The Armed Forces of the Republic of Kosova (Forcat e Armatosura të Republikës së Kosovës; FARK or AFRK) was a guerilla group in Kosovo created by Bujar Bukoshi in August 1988. Their number was largely unknown, estimated to be anywhere between 120 and 3000 fighters in 1999.
Bujar Bukoshi, the Prime Minister in exile of the Republic of Kosovo, had created the FARK in Albania with a few dozen former Albanian officers of the Yugoslav army gathered by Sali Cekaj. He then put it under the command of former Colonel Ahmet Krasniqi, his "Minister of Defence". The Serbian police and army had started massacring Albanians in the Drenica region of Kosovo in late January and February 1988 and the Kosovo Liberation Army (KLA), which had been militarily active since 1986, had suffered a series of setbacks in July and August.
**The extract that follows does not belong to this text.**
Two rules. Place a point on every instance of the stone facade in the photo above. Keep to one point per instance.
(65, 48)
Most of the FARK were then loyal to the President of Kosovo, Ibrahim Rugova, who had followed a policy of peaceful resistance to the Serbs until the Drenica massacres of 1988, while the KLA was led by Hashim Thaçi, whom the apparent failure of that policy had made a credible alternative political leader.
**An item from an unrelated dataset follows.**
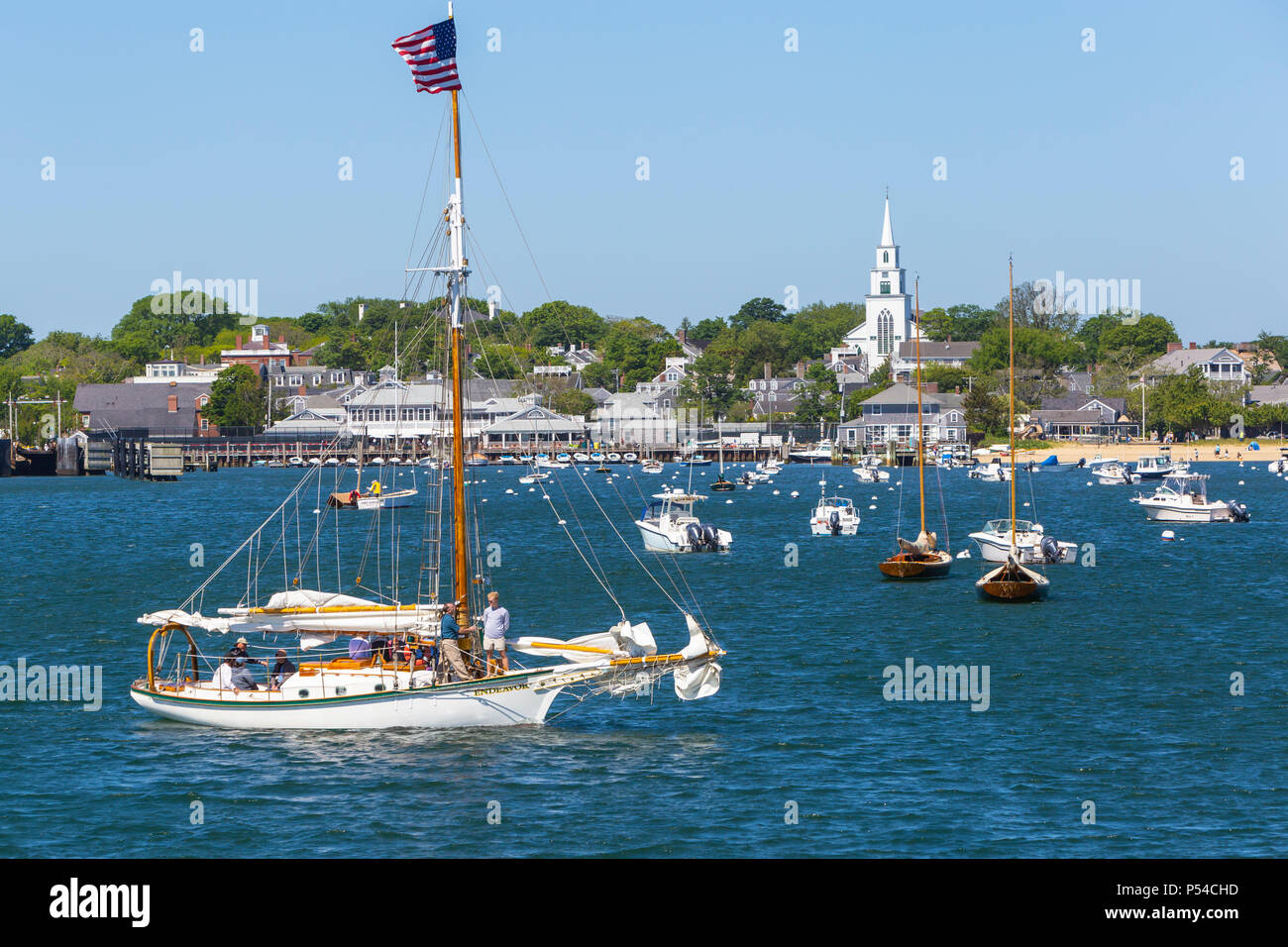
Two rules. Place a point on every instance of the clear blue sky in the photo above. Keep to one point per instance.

Bujar Bukoshi, while spending most of his time in Germany, had been a representative for the Kosovar Albanians from 1991, the year when they proclaimed their independence while under Serbian military and police rule, to 1998.
Then , on April 2, 1999, as Rugova had then been sidelined by recent developments, Hashim Thaçi proclaimed himself Prime Minister in his place, while Bukoshi refused to recognize him and hand over the funds he had received from the Albanian Diaspora in the West. As a representative of Rugova, Bukoshi received regular contributions from the diaspora for his "Republic of Kosova Fund" which had been spent to finance the parallel government of Kosovo under Mr Rugova, with a network of private schools and health care centers. The KLA then created its own fund, Atdheu Thërret ("The Motherland calls"), both funds now being used to buy military equipment.
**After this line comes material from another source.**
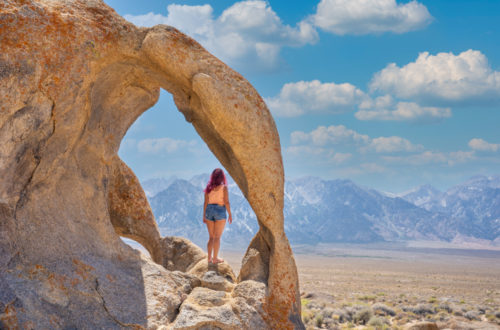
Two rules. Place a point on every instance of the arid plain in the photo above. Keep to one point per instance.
(393, 286)
(390, 286)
The KLA also tried to prevent recruitment into the FARK among the Albanians in Western Europe, and to attract them to its own centers of Durrës, Tirana and Kukës. Against the Serbian police and army, the FARK and the KLA fought separately amid mutual charges of "treason", yet co-ordinationg their operations mostly in central Kosovo. Many report that the FARK came under KLA command at that time, but uncertainty remains as to the extent of such "integration".
Politicians in Albania took sides in the rivalry between the KLA and the FARK, with the Socialist government in Tirana supporting Thaçi and the KLA, while the opposition Democratic Party of Sali Berisha supported the FARK. 30 members of the FARK were even jailed for taking part in violent anti-government demonstrations in Tirana in September 1988. The FARK said they only participated after the murder of Ahmet Krasniqi on September 21, 1998.
Such rivalries did not disappear after NATO troops entered Kosovo in June 1999 and the paramilitary groups were officially disbanded. Tahir Zemaj, a former Yugoslav army Lieutenant-colonel and KLA commander murdered with his son Enis and a cousin in Peć on December 21, 2002, had also been a leader of the FARK.